As I got more and more involved with a plethora of green activists and organizations, I discovered a whole new universe of inspiring individuals who were passionate about preserving this planet. I realized that there was work to do and not a lot of time to be wasted. I rolled up my sleeves and educated myself about every environmental issue that affects women, because we are often the decision makers in the home; we are mothers, lovers, movers, fixers, and caretakers. We can create change very quickly when we want it to happen.
Yet I wondered how on earth I could make all of these changes at home.
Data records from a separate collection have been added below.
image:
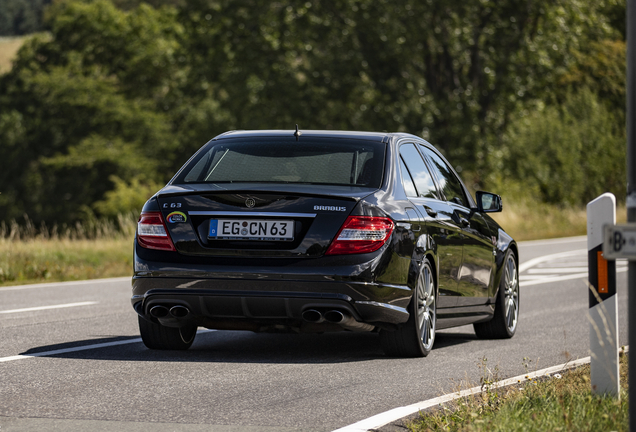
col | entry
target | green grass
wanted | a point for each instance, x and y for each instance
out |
(554, 404)
(98, 249)
(34, 261)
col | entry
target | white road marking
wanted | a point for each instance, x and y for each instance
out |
(48, 307)
(65, 284)
(555, 241)
(556, 270)
(79, 348)
(387, 417)
(535, 261)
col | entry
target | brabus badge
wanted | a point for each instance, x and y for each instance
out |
(175, 217)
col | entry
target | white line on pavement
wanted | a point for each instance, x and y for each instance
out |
(65, 284)
(387, 417)
(554, 241)
(79, 348)
(533, 262)
(523, 283)
(49, 307)
(556, 270)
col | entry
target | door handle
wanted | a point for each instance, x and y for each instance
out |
(430, 211)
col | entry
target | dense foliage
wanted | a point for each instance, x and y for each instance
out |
(102, 109)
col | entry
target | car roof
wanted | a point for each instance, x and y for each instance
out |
(371, 136)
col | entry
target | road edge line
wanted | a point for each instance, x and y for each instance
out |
(382, 419)
(65, 283)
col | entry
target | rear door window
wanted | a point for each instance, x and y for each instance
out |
(418, 170)
(449, 183)
(407, 180)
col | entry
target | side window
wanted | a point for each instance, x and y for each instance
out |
(420, 174)
(450, 184)
(407, 181)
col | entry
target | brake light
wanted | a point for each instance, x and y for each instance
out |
(361, 234)
(152, 232)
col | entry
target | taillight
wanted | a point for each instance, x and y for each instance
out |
(361, 234)
(152, 232)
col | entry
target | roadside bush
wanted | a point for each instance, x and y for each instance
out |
(570, 153)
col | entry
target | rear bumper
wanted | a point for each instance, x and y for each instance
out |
(261, 305)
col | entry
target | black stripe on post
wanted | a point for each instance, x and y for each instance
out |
(602, 275)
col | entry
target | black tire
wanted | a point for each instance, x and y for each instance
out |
(503, 324)
(156, 336)
(416, 337)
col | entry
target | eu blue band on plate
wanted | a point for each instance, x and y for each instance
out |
(213, 227)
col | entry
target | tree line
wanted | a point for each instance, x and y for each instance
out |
(100, 109)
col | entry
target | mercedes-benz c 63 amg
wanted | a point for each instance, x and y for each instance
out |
(318, 231)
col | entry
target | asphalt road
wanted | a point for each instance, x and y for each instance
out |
(240, 381)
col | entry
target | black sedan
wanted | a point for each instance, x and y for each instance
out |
(316, 231)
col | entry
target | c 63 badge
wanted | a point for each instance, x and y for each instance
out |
(176, 217)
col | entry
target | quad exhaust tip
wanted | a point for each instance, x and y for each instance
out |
(179, 311)
(160, 311)
(335, 316)
(332, 316)
(312, 315)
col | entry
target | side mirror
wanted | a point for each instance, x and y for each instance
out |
(488, 202)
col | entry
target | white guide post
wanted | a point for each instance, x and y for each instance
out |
(603, 312)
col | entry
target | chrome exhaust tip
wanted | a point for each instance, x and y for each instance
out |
(335, 316)
(311, 315)
(179, 311)
(159, 311)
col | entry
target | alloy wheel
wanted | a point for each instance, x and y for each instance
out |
(426, 310)
(511, 294)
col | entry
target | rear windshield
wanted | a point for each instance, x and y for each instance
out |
(308, 161)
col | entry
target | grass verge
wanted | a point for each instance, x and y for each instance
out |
(52, 260)
(560, 403)
(97, 249)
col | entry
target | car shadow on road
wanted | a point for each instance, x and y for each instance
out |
(241, 347)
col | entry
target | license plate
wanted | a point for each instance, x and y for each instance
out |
(251, 229)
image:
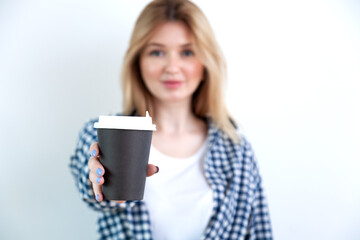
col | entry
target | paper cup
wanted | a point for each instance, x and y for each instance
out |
(124, 144)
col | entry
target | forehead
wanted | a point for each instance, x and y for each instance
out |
(171, 33)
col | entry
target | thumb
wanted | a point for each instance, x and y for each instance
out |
(152, 169)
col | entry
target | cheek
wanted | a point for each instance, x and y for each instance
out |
(195, 71)
(149, 71)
I didn't really fancy the idea of trekking to the end of my yard with soggy lettuce leaves to a smelly compost bin, and there was no way I was going to ruin my French manicure by gardening, and how on earth could I throw away my "Scarlet Vixen" nail polish? It may have been full of scary chemicals, but at twelve bucks a bottle, I broke out in a sweat.
Having committed to air-drying my laundry, my entire yard was strewn with towels, socks, and even underpants hanging from branches. That was when my husband put his foot down. The nail in the coffin, however, was when I arrived at a dinner date in a brown hemp yoga suit. I had convinced myself in the store that it was cute in a funky sort of distressed way. Imagining Kate Moss in it, I persuaded myself that the whole look was actually very chic until I saw my husband's expression. I hope somebody at Goodwill appreciated it.
I realized there had to be a better way of doing this whole eco-thing.